Junge ukrainische Männer zahlen bis zu 10.000 US-Dollar Bestechungsgelder, um dem Wehrdienst zu entgehen. Dies berichtet die Financial Times. Erst kürzlich hatte Staatspräsident Wolodymyr Selenskyj die Leiter aller Kreiswehrersatzämter im Land wegen des Verdachts auf Bestechlichkeit entlassen. Nun sollen erfahrene Kriegsveteranen diese Posten übernehmen.

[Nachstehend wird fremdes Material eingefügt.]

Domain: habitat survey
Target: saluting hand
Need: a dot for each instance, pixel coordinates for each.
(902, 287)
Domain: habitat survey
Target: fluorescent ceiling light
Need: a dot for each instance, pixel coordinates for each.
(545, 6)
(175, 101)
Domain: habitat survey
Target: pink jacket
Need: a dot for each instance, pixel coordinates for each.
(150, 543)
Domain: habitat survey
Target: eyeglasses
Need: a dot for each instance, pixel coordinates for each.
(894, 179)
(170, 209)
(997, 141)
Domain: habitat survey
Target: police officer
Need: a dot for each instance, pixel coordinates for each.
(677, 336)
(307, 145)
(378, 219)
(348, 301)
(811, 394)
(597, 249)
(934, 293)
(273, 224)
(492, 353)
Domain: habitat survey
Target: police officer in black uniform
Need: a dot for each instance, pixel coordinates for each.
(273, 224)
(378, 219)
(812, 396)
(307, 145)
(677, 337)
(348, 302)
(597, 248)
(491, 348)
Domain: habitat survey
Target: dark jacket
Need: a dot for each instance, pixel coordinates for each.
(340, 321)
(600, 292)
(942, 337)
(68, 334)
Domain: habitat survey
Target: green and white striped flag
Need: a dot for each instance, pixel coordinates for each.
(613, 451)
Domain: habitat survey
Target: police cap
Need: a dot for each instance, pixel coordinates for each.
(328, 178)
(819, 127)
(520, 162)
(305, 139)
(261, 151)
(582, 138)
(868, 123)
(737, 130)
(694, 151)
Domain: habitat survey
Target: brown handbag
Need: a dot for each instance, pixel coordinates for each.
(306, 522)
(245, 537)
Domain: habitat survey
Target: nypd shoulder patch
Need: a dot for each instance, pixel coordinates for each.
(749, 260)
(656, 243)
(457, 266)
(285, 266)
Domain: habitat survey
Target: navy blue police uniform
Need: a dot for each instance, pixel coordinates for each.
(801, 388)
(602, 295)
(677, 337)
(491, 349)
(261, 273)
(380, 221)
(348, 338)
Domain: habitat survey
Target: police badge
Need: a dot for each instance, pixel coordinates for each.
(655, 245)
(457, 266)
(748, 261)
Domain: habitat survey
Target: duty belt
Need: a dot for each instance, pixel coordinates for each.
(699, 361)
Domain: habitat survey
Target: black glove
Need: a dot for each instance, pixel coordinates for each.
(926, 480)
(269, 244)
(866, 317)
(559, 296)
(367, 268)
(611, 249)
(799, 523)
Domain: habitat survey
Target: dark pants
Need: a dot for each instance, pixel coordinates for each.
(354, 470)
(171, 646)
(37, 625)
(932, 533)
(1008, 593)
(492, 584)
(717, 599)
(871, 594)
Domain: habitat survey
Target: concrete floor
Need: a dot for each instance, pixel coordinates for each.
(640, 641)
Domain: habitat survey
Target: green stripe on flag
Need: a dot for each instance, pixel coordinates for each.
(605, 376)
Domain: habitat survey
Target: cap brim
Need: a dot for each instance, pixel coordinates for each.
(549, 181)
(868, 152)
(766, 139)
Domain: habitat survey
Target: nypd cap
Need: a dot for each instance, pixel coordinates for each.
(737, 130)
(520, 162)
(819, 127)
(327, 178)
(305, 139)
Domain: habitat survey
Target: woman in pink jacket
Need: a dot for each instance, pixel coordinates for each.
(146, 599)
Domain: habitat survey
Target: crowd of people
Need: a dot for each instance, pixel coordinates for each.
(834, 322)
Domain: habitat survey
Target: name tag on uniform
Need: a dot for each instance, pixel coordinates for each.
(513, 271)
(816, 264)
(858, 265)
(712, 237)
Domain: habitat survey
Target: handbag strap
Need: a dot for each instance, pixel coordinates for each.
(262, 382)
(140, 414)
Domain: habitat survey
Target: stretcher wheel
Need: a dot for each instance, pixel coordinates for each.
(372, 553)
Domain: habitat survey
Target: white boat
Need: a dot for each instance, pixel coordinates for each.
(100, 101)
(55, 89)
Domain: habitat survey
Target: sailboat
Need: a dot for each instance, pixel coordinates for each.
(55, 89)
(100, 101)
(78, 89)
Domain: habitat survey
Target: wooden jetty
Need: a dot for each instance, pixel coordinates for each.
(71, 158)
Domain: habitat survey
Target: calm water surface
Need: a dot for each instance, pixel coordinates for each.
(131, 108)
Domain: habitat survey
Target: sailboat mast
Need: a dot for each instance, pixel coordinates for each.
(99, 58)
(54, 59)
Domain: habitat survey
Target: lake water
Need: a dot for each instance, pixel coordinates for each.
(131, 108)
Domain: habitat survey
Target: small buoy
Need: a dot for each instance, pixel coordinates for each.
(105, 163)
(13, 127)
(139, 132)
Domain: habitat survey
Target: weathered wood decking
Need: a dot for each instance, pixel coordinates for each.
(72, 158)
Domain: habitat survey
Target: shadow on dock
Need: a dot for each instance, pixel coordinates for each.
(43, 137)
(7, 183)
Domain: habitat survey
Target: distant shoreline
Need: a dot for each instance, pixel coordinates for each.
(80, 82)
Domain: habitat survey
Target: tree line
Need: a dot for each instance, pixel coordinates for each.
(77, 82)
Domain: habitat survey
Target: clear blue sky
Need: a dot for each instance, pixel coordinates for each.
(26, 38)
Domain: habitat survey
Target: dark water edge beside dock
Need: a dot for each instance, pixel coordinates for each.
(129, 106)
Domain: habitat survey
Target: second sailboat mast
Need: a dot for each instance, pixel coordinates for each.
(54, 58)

Die Einführung des Kriegsrechts im Februar letzten Jahres hat die in der Ukraine traditionell weit verbreitete Korruption offenbar weiter verstärkt. Eine Möglichkeit war der Kauf einer ärztlichen Untauglichkeitsbescheinigung für etwa 6000 US-Dollar, wie eine ukrainische Untersuchung ergab. Zudem versuchten Tausende Männer das Land illegal zu verlassen; viele wurden gefasst.

Ein besonders eklatanter Fall soll den Leiter des Rekrutierungsbüros von Odessa, Jewgeni Borissow, betreffen. Er sei in ganze Netzwerke von Kriegsdienstverweigerung verstrickt gewesen und habe Millionen eingestrichen – zwischen 2000 und 10.000 US-Dollar pro Person. Er habe Tausenden von jungen Männern geholfen, dem Dienst mit der Waffe zu entgehen.

Die Berichte illustrieren die Schwierigkeiten der ukrainischen Armee, die hohen Verluste an Soldaten auszugleichen. Dafür spricht auch ein Gesetzentwurf, der derzeit von der Rada, dem Parlament in Kiew, diskutiert wird. Er sieht vor, dass Jugendliche zwischen 16 und 18 Jahren das Land nicht mehr verlassen dürfen.

Allgemein wird das als Vorstufe zu einer Wehrpflicht für Minderjährige für eine Art von «Volkssturm» betrachtet. Bislang untersagt das Kriegsrecht Männern zwischen 18 und 60 Jahren die Ausreise ohne Genehmigung.